Originally broadcast in 2008, Moran’s story is straight forward enough. The Doctor and Donna arrive in Pompeii in the nick of time to see the city in all of its glory as it’s about to be destroyed the very next day with the eruption of Mount Vesuvius. Donna, of course, wants to intervene, and save lives, but the Doctor doesn’t want to, as history is about to unfold Everyone knows the story of Pompeii and it cannot be altered, and yet these are strange end days as things are not quite right beneath the veneer of people going about their day-to-day business unaware that tragedy is about to strike.

In adapting his script, Moran is able to extend some of the scenes, and add in some witty, knowing dialogue given that one of the supporting characters – Caecilius - is played by Peter Capaldi who went on to play the Twelfth Doctor (and it shouldn’t be forgotten that Karen Gillan who played companion, Amy Pond, to Matt Smith’s Eleventh Doctor actually turned up in this episode as a soothsayer). Moran also winds up the tension, the drama, and the emotion, particularly where Donna is concerned, as her fiery humanity knocks heads with the Doctor’s aloofness in a battle between would-be rescuer and observer, but as the story develops, a greater threat is revealed and the Doctor has no choice but to intervene.

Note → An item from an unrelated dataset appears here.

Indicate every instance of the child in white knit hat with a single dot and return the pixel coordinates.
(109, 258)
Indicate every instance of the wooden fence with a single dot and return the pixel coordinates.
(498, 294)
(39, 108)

Told over seventeen chapters wedged between a prologue and an epilogue, this is a fast-paced read, and as an added bonus, each of the chapter titles are a familiar Latin phrase such as dies irae, status quo, tempus fuget, etc., etc. While the phrases are familiar, perhaps their actual meaning is not, so The Fires of Pompeii is educational as well as a good read. Finally, it wouldn’t be a Target book by having that Target-like cover, another winner by Anthony Dry. Recommended for Whovians everywhere.